Hacker News new | ask | show | jobs
by vinceguidry 4510 days ago
If their goal is to see where it's customers are going, hashing the data with MD5 is a very strange way to go about it. Sure you can break the encryption, but unless their favorite activity to do is run expensive compute farms, they're not going to bother.
5 comments

I assume if that's the objective they just maintain a list of domains they are looking for and match their hashes to the ones they fetch from the users.

I guess it's a way for them to pretend they're not actually invading the user's privacy, just looking for certain websites. That's pretty weak though.

Why can't the MD5 be to protect their own list? They have a bunch of urls they want to block. They don't want to share the list. They md5 each entry on the list to prevent trivial discovery of these urls.
That's a good point actually, if the check is done locally I'd be curious to know which domains they're looking for. If someone could get the list of hashes I'm sure it wouldn't take long before someone manages to bruteforce them with a rainbow table.
Assuming it's a list of cheating-related websites you wouldn't even need a rainbow table, you just post the list of hashes to a cheating forum, have forum users compare their DNS entries and post the hits.
Well, look at it this way, if you were a programmer for Valve looking to solve that problem, wouldn't you think MD5 is decent enough? A stronger algorithm + salt would be slower for no real benefit.
I meant it was a "weak" excuse, you're right that a stronger algorithm wouldn't change much.

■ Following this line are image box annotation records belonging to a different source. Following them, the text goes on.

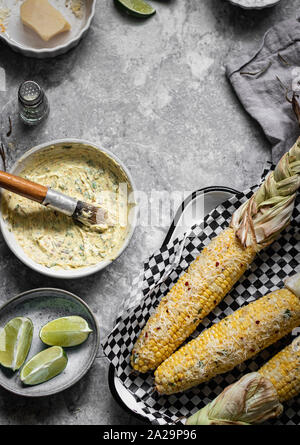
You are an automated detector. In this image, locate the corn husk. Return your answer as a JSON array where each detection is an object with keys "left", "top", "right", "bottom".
[
  {"left": 284, "top": 272, "right": 300, "bottom": 298},
  {"left": 231, "top": 138, "right": 300, "bottom": 250},
  {"left": 186, "top": 372, "right": 283, "bottom": 425}
]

In fact, after reading the code and the rest of the thread I'm starting to believe it might be for obfuscation rather than protecting the user's "privacy".

MD5 != encryption.

It's trivial to MD5 a list of common domains, or any other ones of interest, and compare that to the user's list.

Unfortunately the space of all possible web addresses is much (MUCH!) smaller than the space of possible MD5 outputs (modulo the deep web). This means it is much easier to reverse. It just means iterating over the ~billions/trillions of incriminating pages you want to search for and collecting hits rather than brute forcing the MD5.

This absolutely represents a privacy invasion.

Except their favorite activity is to run expensive computer farms
Or they have a hash dictionary of domains they're interested in whether or not you've visited. That is, maybe they don't care about you're midget porn habit, but do care if you visit a competitors web site.